DND has reached out to Facebook Inc. for comment on The Information’s report, and will update this article if the company replies.
Meanwhile, in an analysis of the boycott’s possible financial ramifications, The Wall Street Journal points out that Facebook, which has more than 8 million mostly small and mid-sized advertisers, “is unlikely to take a substantial financial hit unless the boycott becomes far more expansive and companies carry it out for a very long time."
As of yesterday (July 1), just eight of Facebook’s largest advertisers had paused advertising on the platform, the analysis notes.

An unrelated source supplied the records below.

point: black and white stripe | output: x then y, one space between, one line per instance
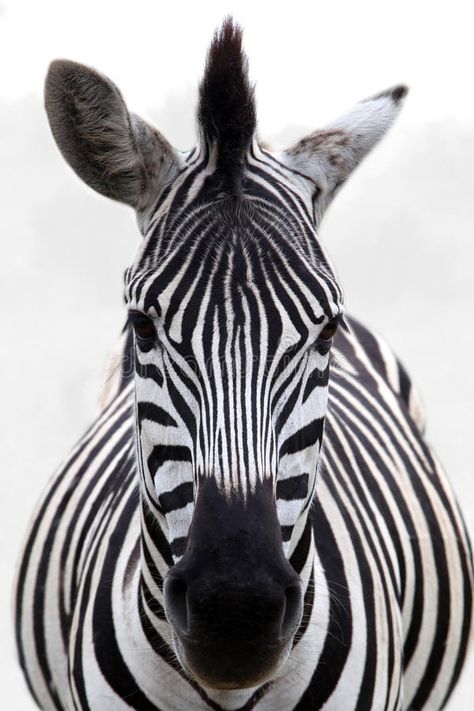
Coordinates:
237 387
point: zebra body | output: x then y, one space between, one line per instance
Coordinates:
194 462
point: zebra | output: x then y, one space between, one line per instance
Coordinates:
200 547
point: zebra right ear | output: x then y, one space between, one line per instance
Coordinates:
113 151
327 157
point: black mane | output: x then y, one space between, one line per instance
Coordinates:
226 99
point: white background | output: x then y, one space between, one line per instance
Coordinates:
400 233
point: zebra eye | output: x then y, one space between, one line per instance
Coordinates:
143 326
328 332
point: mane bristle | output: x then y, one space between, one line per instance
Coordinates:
226 112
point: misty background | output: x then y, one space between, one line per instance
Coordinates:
400 233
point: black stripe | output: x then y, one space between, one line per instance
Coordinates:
178 498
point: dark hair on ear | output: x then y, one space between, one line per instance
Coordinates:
226 98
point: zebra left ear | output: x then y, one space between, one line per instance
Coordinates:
114 151
329 156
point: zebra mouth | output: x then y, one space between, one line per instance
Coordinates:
210 673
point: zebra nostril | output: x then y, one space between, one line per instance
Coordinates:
292 613
176 605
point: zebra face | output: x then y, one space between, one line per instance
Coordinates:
233 328
233 305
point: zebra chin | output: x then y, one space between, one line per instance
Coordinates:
224 671
233 601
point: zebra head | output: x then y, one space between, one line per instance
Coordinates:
233 305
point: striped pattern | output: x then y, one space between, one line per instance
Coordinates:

Together, those advertisers — Microsoft, Starbucks Unilever, Hershey, Diageo, Pfizer, Clorox and Target — spent an estimated $57.4 million on Facebook and Instagram in May, compared to an estimated $529.6 million in Facebook ad spend by all 100 of its top advertisers.
Even in the unlikely event that all of Facebook Inc.’s top 100 advertisers boycotted both Facebook and Instagram for a full year, it would amount to revenue hits of 18.6% in North America and 9% globally, WSJ estimates.
Politico’s Jack Shafer goes further, suggesting that, like Google’s YouTube after content-driven advertiser boycotts in 2017 and 2019, Facebook Inc. will emerge bigger and stronger from the current boycott.
“By reducing Facebook’s $70.7 billion in annual revenues, even by a tiny bit, corporate bosses get to flip off the advertising business at relatively little cost to themselves — or, really, to Facebook,” Shafer writes, noting that July is an historically low sales month, and on top of that, this boycott is occurring during a quarantine and a recession.
According to analysts, “the loss of annual Facebook revenue from the July boycott might be as low as 5%,” Shafer adds. “Every Fortune 500 advertiser on Facebook could plummet into a volcanic fissure, and the company would still be minting gold.”
Further, the company’s stock has already rebounded from recent days’ losses driven by bad publicity surrounding the boycott, Shafer notes. (The stock rose 5% on July 1.)
Shafer predicts that Zuckerberg, as YouTube did, will “bend, apologize and make promises about better future conduct as he customarily does when facing a PR crisis. He’s already stooping to the current boycott, labeling iffy but newsworthy content that violates its standards (such as some Trump posts), deleting posts designed to suppress voter turnout, and yanking ads that make calls to violence or express overt racism (although some of his accommodations appear to have been in the works before the boycott commenced).